Os bastidores de um jornal (1952) |
Lamentavelmente,
em ambos os artigos, reconhecida a capacidade intelectual de seus autores, a
lógica do pensamento mantém-se superficial e primária, repetindo estereótipos
que corrompem um correto juízo de valor. Associar o Velho Testamento e Jeová a
“dólares e mentiras” assim como o cinema de Hollywood a Hitler são duas faces
tendenciosas e estigmatizantes da mesma moeda.
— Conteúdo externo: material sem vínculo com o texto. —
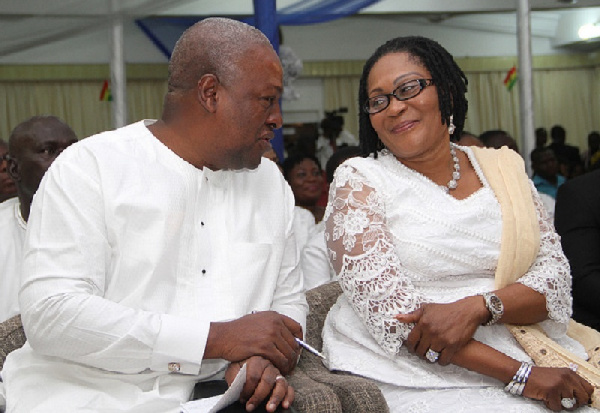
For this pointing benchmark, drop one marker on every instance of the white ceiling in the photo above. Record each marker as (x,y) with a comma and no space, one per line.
(27,24)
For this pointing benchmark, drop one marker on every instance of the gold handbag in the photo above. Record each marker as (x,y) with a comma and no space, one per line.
(505,172)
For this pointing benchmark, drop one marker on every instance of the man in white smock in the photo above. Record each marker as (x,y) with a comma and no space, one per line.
(33,145)
(162,254)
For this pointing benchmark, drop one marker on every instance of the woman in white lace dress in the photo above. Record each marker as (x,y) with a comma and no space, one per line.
(414,233)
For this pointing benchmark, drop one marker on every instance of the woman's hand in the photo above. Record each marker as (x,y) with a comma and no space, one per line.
(444,328)
(262,379)
(551,385)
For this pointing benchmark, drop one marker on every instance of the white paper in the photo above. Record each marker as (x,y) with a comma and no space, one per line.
(216,403)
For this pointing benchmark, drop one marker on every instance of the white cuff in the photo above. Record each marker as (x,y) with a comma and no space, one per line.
(180,345)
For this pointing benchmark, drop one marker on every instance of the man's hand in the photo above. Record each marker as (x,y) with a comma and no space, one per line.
(262,379)
(551,385)
(444,328)
(267,334)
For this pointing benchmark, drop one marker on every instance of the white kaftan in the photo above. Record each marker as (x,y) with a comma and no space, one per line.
(130,253)
(12,236)
(397,240)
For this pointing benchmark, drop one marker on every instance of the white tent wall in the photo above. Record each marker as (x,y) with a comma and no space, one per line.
(481,43)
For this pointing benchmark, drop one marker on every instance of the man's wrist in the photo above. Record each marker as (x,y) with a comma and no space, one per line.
(494,306)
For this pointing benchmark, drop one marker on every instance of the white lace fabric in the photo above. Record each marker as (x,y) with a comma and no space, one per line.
(396,240)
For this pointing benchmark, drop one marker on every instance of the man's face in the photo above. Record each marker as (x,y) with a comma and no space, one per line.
(8,189)
(249,110)
(35,154)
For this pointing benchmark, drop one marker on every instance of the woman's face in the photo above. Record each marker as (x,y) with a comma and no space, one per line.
(410,129)
(306,181)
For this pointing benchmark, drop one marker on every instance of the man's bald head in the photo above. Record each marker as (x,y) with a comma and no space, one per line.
(35,128)
(211,46)
(32,147)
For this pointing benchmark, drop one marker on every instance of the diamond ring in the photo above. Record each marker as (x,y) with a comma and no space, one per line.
(432,355)
(568,402)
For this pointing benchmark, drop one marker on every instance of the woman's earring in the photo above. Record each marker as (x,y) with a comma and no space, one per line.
(451,126)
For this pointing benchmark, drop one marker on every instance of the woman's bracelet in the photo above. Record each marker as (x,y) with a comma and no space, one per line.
(517,384)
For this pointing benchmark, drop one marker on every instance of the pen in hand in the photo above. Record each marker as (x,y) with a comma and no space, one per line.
(310,348)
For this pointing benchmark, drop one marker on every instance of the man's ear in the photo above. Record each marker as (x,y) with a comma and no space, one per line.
(207,89)
(12,167)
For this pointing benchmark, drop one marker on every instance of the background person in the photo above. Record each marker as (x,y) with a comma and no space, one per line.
(498,138)
(414,231)
(314,258)
(161,254)
(577,221)
(33,145)
(8,189)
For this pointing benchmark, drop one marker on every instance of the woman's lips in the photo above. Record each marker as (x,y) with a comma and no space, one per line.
(404,126)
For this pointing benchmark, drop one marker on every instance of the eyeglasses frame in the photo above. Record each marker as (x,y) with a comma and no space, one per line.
(423,83)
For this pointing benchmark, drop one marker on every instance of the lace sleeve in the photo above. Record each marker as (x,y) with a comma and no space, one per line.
(550,273)
(362,254)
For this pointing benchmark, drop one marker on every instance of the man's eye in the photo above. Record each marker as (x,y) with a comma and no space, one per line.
(270,100)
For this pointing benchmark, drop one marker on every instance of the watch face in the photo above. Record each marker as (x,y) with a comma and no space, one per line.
(496,303)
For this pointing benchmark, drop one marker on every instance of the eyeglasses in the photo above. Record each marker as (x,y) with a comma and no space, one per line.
(405,91)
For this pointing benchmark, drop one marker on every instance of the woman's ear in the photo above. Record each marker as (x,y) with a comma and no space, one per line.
(208,86)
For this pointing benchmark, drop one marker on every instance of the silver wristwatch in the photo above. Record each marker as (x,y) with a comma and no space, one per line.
(494,306)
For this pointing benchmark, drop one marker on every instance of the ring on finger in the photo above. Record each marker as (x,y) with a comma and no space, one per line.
(568,402)
(432,355)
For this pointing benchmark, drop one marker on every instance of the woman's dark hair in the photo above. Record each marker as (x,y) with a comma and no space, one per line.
(293,160)
(448,78)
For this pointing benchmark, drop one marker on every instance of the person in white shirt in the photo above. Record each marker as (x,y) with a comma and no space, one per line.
(334,137)
(162,254)
(315,259)
(33,145)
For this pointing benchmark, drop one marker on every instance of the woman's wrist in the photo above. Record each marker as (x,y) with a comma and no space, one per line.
(519,380)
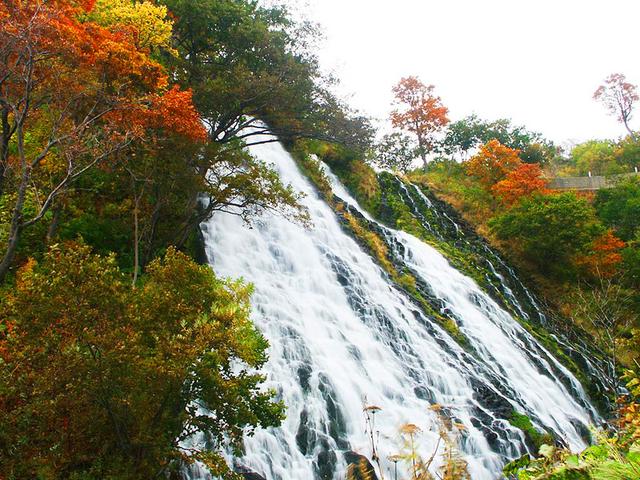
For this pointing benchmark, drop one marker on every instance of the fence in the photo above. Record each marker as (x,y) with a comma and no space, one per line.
(588,183)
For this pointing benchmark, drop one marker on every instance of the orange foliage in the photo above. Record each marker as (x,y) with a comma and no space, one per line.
(84,74)
(420,112)
(493,163)
(604,257)
(174,111)
(524,180)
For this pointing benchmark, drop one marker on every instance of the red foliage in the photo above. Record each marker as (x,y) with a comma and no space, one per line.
(493,163)
(175,112)
(420,112)
(604,257)
(524,180)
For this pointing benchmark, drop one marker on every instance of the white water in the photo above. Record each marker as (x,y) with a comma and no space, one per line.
(341,333)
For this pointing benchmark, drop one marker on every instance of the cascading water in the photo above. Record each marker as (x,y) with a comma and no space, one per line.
(342,335)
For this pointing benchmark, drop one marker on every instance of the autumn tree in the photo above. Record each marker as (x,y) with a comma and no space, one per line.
(420,112)
(104,381)
(618,96)
(525,180)
(492,163)
(466,134)
(549,230)
(73,94)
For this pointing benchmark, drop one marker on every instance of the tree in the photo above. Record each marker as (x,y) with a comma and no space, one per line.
(525,180)
(104,381)
(419,112)
(549,230)
(596,157)
(146,23)
(618,96)
(395,151)
(72,95)
(470,132)
(492,163)
(619,208)
(604,256)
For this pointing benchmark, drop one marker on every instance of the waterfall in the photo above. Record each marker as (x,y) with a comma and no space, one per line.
(342,336)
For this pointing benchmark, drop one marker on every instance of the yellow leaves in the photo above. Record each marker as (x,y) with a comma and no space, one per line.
(410,429)
(145,22)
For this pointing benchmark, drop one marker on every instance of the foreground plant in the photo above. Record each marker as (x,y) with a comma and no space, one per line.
(101,380)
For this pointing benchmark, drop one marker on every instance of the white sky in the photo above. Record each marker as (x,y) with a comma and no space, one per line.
(536,62)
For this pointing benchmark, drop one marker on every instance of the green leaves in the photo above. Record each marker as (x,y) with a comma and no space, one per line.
(115,373)
(549,229)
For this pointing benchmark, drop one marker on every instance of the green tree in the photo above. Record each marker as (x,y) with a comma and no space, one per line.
(100,380)
(464,135)
(595,156)
(549,229)
(396,151)
(619,208)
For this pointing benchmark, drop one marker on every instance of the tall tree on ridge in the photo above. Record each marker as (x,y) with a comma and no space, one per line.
(418,111)
(618,96)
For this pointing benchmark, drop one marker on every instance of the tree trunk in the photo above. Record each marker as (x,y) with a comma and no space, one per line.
(4,146)
(53,226)
(16,218)
(631,132)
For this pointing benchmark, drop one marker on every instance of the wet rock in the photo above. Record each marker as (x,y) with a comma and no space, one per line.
(248,474)
(360,465)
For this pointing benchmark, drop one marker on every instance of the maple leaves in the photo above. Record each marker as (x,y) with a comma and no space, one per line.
(604,256)
(74,92)
(419,112)
(105,381)
(492,163)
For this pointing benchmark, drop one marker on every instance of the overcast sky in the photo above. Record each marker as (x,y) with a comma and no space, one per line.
(536,62)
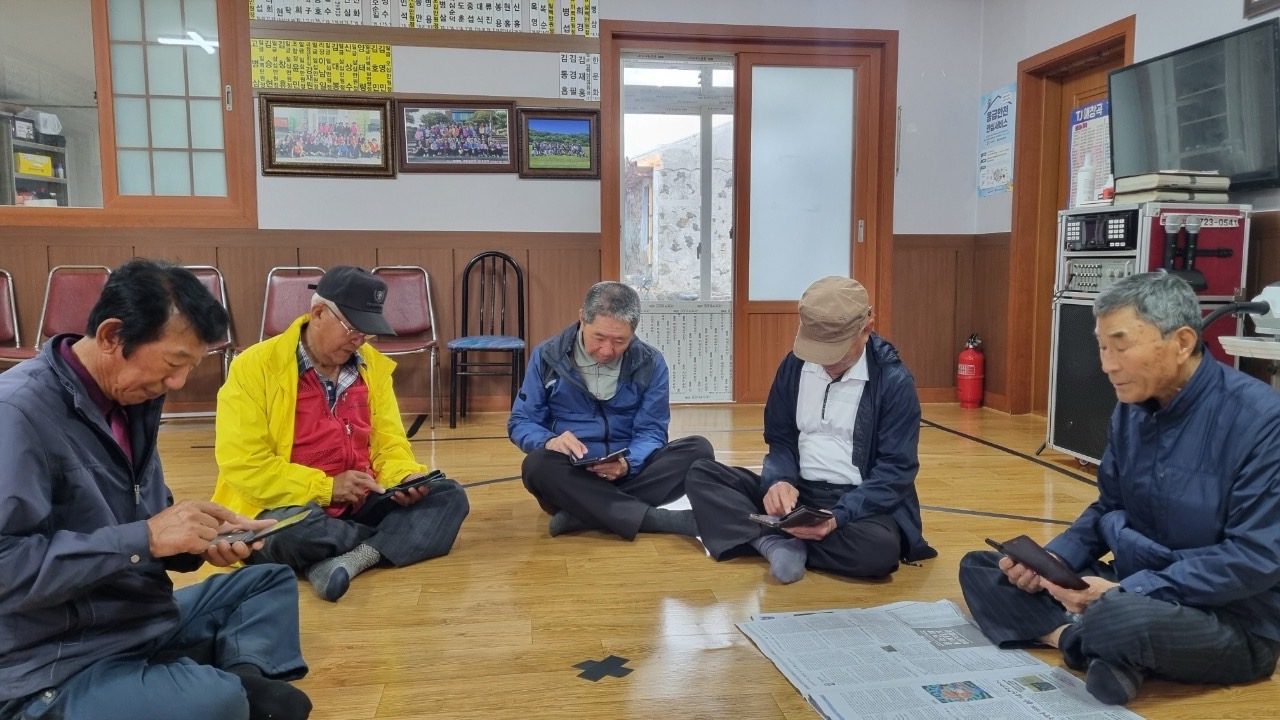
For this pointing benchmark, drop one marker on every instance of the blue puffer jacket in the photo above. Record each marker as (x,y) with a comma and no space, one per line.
(885,443)
(77,579)
(554,399)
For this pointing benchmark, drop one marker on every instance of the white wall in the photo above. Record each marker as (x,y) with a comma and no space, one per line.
(1014,30)
(938,64)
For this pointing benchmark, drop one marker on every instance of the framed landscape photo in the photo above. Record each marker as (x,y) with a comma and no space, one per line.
(560,144)
(456,137)
(325,136)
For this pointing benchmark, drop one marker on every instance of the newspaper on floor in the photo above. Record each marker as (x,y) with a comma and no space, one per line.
(914,660)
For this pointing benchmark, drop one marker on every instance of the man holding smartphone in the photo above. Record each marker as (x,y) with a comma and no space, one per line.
(592,391)
(1188,505)
(90,623)
(842,422)
(309,419)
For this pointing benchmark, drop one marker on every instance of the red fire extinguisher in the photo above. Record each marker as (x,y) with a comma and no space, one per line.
(969,373)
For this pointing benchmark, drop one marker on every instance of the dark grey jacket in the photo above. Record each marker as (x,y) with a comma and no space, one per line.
(77,579)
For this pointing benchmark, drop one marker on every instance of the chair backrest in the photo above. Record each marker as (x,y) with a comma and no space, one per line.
(69,297)
(490,282)
(287,296)
(408,306)
(211,278)
(8,311)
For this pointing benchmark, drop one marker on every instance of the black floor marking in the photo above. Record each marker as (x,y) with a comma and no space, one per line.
(595,669)
(1014,452)
(986,514)
(490,482)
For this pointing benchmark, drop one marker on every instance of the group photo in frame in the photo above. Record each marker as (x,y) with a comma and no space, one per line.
(455,137)
(560,144)
(327,136)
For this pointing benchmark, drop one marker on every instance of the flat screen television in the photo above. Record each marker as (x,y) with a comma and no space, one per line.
(1208,106)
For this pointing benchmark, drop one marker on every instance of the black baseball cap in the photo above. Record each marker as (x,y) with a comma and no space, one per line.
(359,295)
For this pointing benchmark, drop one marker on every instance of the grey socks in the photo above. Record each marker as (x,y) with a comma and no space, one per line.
(676,522)
(786,556)
(656,520)
(1112,684)
(330,578)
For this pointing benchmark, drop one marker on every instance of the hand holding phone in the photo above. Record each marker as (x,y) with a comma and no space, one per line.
(609,458)
(1047,565)
(250,537)
(801,515)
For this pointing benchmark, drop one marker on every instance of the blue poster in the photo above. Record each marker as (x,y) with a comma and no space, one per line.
(996,141)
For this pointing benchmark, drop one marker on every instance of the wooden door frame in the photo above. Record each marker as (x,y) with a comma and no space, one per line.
(1034,205)
(873,194)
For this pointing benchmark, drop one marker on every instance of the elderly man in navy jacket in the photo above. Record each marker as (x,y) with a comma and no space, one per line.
(590,391)
(1188,505)
(90,624)
(842,423)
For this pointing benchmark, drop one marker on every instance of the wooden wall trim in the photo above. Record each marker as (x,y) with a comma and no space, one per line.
(425,37)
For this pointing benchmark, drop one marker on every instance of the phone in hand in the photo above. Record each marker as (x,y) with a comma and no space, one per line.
(585,461)
(1029,552)
(254,536)
(800,515)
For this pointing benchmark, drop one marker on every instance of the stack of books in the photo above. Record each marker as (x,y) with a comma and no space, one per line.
(1173,186)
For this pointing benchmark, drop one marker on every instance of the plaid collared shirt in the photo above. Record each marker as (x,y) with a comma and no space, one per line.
(347,374)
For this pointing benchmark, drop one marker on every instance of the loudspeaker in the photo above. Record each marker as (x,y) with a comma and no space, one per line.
(1080,396)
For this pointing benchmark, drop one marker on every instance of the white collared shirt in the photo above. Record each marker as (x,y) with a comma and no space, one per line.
(826,414)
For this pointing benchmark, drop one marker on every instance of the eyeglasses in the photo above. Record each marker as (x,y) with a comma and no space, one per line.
(351,332)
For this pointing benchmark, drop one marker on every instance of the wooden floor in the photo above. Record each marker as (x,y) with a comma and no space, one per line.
(494,629)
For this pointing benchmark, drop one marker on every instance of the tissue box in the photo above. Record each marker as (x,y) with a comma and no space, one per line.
(32,164)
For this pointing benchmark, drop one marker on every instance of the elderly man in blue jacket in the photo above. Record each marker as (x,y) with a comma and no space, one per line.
(589,392)
(842,422)
(90,624)
(1188,505)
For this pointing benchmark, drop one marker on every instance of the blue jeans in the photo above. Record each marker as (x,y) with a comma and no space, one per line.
(248,616)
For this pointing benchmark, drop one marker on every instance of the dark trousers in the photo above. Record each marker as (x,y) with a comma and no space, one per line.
(618,507)
(723,497)
(248,616)
(403,536)
(1189,645)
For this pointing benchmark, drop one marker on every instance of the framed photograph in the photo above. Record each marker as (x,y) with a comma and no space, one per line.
(456,137)
(327,136)
(1258,7)
(560,144)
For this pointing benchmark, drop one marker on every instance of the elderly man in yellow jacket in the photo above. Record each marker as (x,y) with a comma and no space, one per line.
(309,419)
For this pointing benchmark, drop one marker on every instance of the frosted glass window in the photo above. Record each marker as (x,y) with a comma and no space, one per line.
(206,124)
(204,74)
(169,123)
(124,18)
(210,173)
(172,172)
(165,72)
(133,171)
(131,122)
(201,18)
(163,18)
(801,178)
(127,69)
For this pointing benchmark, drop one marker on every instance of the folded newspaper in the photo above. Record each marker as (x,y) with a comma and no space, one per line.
(914,660)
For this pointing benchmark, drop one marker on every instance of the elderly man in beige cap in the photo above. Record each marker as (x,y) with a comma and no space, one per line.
(842,424)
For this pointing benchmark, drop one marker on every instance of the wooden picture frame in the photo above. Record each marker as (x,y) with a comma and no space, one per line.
(455,137)
(1253,8)
(560,144)
(332,136)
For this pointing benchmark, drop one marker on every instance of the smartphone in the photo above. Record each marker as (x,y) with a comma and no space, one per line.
(1029,552)
(799,516)
(585,461)
(254,536)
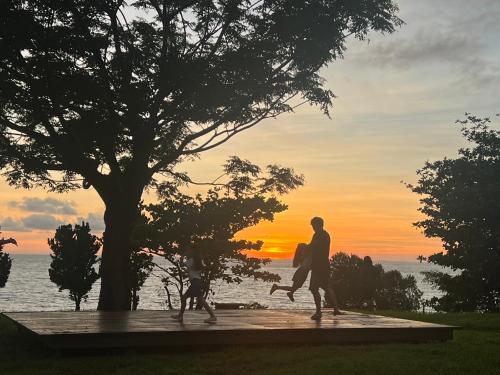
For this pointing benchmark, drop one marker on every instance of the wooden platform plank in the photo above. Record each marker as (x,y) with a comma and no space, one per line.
(91,329)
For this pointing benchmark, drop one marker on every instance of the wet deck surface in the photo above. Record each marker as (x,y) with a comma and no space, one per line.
(91,329)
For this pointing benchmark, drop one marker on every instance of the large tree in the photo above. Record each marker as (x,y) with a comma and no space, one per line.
(460,198)
(91,91)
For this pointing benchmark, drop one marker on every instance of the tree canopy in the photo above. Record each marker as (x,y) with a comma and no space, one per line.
(460,199)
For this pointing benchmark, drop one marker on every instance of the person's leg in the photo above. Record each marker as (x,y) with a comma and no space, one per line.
(296,286)
(333,299)
(206,305)
(276,287)
(317,302)
(212,319)
(180,316)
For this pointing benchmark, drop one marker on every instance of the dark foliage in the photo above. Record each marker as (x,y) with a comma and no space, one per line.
(460,199)
(141,266)
(90,97)
(360,284)
(5,261)
(5,265)
(74,255)
(210,223)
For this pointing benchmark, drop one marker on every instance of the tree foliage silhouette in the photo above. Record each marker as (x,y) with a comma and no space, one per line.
(141,266)
(89,93)
(460,198)
(5,261)
(74,255)
(211,221)
(358,285)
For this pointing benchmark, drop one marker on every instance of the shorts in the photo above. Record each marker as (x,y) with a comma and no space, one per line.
(300,276)
(319,280)
(194,289)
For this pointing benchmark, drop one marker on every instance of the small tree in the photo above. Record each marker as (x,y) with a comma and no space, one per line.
(141,266)
(210,222)
(460,199)
(5,261)
(357,283)
(73,260)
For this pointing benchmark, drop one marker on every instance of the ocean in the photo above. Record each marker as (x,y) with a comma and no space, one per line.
(30,289)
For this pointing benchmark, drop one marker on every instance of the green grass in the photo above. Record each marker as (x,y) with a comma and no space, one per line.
(474,350)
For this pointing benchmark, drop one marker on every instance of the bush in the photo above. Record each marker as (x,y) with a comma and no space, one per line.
(360,284)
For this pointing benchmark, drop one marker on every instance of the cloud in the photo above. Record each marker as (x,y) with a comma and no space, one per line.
(46,205)
(41,222)
(457,41)
(95,221)
(12,225)
(48,222)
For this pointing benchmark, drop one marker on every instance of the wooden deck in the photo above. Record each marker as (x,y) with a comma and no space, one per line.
(91,329)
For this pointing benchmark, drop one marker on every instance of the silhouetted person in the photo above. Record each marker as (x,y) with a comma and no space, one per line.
(320,271)
(302,260)
(368,282)
(194,264)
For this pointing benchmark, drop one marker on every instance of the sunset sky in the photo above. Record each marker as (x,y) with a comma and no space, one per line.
(397,99)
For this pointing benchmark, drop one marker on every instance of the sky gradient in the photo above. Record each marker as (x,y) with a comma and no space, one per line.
(397,99)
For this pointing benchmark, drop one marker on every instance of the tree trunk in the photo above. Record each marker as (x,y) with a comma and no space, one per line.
(119,217)
(77,304)
(135,299)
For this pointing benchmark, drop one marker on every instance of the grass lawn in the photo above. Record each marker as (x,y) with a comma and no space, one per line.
(474,350)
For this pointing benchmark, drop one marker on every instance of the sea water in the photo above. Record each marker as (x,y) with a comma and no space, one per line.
(30,289)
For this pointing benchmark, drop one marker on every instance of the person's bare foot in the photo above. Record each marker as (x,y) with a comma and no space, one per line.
(211,320)
(178,317)
(316,317)
(273,288)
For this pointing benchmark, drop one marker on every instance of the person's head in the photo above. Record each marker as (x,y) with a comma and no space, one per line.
(193,252)
(301,247)
(300,253)
(317,223)
(367,261)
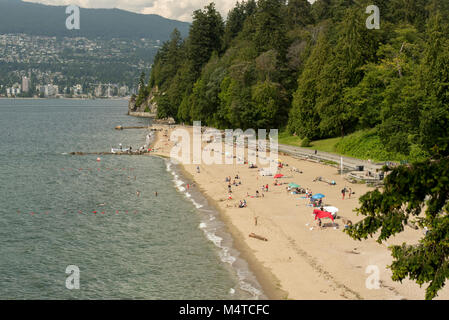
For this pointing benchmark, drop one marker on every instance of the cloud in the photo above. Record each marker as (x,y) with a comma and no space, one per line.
(172,9)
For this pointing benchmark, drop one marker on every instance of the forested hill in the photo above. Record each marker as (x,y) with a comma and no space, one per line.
(37,19)
(315,70)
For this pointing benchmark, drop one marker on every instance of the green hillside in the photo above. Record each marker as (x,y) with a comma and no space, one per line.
(314,70)
(37,19)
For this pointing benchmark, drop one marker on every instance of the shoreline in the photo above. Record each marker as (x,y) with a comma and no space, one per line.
(300,260)
(264,277)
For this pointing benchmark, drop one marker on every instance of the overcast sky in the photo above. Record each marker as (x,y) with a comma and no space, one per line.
(173,9)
Pondo de lado fatores pessoais
como preconceitos, inconsciente e linguagem, vale a resposta da filósofa Hannah
Arendt (1906-1975) ao jornalista Samuel Grafton, do New York Post, em 1963, sobre a coerência da superficialidade com o
mal. “Nós resistimos ao mal, ao não sermos arrastados pela aparência das coisas,
ao pararmos e começarmos a pensar; isto é, ao alcançarmos outra dimensão que
não a do horizonte do cotidiano. Em outras palavras, quanto mais superficial
alguém for, mais probabilidade terá de se render ao mal.” (“The Jewish
Writings”, de 2007).
Ao leitor
consciente, portanto, sobra a desagradável sensação de impotência diante da
leitura de textos bem articulados, produzidos por uma elite inteligente
respaldada por um veículo da imprensa do porte de O Globo. Nesse caso soa perfeita a observação do sociólogo polonês
Zygmunt Bauman, de 89 anos, quando afirma que “nunca fomos tão livres e tão
incapazes para mudar as coisas”.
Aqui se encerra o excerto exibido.